My Step Aunt was a Circusette and ran away with a Juggler. Her toe was caught in the water apparatus in Blackpool Tower Circus, Norman Barrett the Ringmaster whisked her away whilst she screamed the house down in pain.

My husbands Great Grandma was a Tiller Girl; we have an amazing portrait of her but can find nothing else out about her.

In 2014 I met a retired foot juggler at Showzam, Blackpool's circus festival. She showed me an image of herself as a young woman with her husband. She told me that her husband and his act had toured the world and chillingly performed for The Nazi Party during WWII. I began to consider the "hidden" stories of Blackpool, a place famous for performance and historically the destination for theatre and showmanship.

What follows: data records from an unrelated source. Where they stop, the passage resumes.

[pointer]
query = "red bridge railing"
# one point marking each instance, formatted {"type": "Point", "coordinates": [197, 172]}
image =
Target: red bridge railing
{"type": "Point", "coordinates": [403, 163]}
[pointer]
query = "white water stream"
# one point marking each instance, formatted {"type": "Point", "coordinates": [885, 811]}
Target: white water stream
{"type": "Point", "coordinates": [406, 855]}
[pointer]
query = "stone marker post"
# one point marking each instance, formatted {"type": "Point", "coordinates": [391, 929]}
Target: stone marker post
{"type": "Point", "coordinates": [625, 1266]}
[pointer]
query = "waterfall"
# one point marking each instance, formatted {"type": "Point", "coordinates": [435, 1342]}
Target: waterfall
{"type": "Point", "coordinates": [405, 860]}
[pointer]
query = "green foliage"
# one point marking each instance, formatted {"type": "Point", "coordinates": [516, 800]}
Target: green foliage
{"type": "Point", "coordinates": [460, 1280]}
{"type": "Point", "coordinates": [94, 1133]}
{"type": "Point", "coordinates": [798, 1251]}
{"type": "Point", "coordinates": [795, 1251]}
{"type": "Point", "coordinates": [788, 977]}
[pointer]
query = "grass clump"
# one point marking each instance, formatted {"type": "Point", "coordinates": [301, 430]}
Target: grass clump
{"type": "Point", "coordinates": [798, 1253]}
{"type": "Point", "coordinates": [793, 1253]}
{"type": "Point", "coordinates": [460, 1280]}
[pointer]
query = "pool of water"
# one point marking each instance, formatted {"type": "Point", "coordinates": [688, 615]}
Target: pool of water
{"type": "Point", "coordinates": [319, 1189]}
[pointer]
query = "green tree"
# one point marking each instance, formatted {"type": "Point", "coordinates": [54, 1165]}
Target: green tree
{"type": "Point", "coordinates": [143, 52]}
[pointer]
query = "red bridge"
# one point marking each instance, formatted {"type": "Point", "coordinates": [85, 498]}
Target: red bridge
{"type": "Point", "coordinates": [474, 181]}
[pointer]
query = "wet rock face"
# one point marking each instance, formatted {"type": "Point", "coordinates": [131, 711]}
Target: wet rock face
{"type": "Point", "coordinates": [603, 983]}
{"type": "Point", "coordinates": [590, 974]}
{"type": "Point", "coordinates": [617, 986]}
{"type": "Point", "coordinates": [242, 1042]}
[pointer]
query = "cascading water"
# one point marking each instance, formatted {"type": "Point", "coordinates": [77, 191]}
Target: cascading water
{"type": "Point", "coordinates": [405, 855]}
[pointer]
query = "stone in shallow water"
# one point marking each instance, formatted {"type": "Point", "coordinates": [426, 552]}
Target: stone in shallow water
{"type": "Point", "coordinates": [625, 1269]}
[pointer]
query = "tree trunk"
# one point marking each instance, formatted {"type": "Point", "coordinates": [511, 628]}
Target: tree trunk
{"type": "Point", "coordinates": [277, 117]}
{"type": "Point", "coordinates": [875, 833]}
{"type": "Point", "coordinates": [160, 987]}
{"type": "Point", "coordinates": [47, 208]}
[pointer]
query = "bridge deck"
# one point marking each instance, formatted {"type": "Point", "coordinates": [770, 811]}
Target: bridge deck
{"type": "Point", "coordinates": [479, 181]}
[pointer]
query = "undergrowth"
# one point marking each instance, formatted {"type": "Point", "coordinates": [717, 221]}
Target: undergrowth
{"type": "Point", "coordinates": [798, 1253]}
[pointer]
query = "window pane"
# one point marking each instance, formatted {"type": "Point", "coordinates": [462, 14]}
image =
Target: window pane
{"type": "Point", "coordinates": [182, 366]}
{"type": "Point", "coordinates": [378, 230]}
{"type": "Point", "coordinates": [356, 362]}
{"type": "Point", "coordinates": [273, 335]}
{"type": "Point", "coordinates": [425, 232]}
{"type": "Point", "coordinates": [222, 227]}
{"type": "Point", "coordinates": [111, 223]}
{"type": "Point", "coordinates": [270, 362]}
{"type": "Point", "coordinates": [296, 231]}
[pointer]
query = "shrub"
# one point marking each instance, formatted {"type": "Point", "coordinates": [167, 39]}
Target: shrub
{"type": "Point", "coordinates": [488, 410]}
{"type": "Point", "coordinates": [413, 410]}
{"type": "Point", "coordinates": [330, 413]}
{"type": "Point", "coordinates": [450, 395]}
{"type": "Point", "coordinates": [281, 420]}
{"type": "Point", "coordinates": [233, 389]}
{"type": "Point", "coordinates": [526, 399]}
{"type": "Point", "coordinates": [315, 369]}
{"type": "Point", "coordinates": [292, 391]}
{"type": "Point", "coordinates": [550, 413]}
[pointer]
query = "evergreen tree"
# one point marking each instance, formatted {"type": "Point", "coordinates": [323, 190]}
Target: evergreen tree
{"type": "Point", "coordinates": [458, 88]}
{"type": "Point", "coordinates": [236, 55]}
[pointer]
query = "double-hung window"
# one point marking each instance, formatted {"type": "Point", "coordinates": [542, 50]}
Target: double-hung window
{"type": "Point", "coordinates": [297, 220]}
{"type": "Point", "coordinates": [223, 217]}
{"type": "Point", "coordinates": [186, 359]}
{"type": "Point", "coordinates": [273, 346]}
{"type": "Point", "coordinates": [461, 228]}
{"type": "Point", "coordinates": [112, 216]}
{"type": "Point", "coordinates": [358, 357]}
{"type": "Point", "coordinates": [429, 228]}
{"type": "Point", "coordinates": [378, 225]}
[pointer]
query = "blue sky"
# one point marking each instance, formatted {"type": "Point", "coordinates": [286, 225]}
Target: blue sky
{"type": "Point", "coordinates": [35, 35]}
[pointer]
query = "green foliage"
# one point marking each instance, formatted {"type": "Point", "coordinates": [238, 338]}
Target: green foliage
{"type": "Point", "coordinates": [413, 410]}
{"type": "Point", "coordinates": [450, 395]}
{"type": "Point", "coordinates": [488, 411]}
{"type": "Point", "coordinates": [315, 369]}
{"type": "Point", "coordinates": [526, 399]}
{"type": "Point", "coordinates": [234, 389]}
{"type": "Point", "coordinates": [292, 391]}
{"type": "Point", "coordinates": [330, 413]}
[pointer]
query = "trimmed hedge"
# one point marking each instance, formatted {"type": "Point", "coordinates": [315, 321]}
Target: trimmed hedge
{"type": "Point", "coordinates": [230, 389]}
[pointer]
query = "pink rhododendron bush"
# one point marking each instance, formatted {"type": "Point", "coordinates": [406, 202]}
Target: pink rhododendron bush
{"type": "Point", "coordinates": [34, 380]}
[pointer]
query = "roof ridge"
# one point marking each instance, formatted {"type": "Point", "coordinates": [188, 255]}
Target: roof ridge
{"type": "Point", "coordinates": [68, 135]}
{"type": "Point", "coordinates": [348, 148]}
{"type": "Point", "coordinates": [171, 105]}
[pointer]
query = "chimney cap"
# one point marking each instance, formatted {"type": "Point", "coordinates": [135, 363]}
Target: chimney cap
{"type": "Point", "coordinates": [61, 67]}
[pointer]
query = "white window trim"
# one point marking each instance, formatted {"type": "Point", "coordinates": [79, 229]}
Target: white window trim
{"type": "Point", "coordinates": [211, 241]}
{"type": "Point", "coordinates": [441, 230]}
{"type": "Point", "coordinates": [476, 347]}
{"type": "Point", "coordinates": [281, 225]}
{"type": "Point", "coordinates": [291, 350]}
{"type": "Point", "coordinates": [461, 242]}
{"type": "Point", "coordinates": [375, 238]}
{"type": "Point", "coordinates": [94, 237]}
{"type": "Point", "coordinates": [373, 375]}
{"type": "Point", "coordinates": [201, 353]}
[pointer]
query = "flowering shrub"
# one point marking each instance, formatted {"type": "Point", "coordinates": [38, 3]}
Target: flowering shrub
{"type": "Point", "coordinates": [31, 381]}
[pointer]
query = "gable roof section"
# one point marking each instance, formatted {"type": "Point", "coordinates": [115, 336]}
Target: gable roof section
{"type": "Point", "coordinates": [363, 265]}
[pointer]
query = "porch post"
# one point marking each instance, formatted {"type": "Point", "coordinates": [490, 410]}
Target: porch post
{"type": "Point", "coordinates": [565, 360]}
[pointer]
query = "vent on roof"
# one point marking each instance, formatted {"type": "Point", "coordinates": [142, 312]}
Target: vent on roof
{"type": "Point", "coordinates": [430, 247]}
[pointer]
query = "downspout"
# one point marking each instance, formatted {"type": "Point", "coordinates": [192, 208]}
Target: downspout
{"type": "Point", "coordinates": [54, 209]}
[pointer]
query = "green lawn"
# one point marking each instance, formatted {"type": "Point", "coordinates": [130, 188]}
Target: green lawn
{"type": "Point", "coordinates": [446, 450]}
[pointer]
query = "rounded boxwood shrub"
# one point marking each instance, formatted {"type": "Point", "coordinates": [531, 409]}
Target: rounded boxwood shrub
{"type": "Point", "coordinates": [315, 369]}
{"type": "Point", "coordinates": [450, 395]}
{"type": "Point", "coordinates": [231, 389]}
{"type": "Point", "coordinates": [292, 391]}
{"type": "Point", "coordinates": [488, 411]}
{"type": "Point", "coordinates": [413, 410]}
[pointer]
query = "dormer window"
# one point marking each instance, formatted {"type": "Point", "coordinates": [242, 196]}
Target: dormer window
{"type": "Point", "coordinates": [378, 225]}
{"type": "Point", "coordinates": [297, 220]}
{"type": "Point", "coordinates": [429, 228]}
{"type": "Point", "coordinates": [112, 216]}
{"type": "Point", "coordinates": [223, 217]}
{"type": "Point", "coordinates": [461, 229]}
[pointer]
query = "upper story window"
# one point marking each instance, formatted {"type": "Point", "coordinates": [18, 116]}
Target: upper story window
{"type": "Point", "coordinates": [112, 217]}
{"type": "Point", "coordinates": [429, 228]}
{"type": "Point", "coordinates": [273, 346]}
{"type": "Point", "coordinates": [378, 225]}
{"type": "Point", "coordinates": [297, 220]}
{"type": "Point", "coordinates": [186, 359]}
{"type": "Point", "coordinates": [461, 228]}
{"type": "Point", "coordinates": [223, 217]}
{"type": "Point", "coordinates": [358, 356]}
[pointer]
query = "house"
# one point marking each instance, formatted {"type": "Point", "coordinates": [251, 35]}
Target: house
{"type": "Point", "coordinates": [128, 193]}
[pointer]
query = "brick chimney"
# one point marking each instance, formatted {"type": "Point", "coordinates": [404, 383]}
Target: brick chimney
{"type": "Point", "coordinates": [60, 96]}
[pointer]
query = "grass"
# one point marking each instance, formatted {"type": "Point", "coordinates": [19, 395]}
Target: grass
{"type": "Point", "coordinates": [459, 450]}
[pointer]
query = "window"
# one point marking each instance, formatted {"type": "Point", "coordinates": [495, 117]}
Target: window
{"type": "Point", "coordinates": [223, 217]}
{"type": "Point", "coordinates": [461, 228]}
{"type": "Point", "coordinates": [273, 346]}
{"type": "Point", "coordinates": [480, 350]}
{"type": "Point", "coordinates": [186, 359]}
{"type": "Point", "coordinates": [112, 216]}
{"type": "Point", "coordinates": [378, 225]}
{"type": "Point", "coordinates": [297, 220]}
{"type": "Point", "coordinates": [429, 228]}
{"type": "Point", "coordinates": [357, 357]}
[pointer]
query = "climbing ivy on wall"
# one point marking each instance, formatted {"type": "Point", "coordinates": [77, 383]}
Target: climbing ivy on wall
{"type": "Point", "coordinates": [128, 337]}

The series of images captures performers who were working in and prior to 1970s, photographed through 2018 in their place of performance and at home. Including chauffeurs, dancers, musicians, performers, ice dancers, and drag artists photographed in theaters, piers, and vestibules. The project explores connection and community through audio and image allowing both the sitter, subject, and viewer an experience to revisit a place to revisit a story to exchange or to pay respect.

The #RetiredPerformers project attempts to investigate how we keep memories, and what happens with them if they are not shared. It questions ideas of showmanship, authorship, recollections of experiences, and the possibilities for a human need for connection to place and each other through an exchange.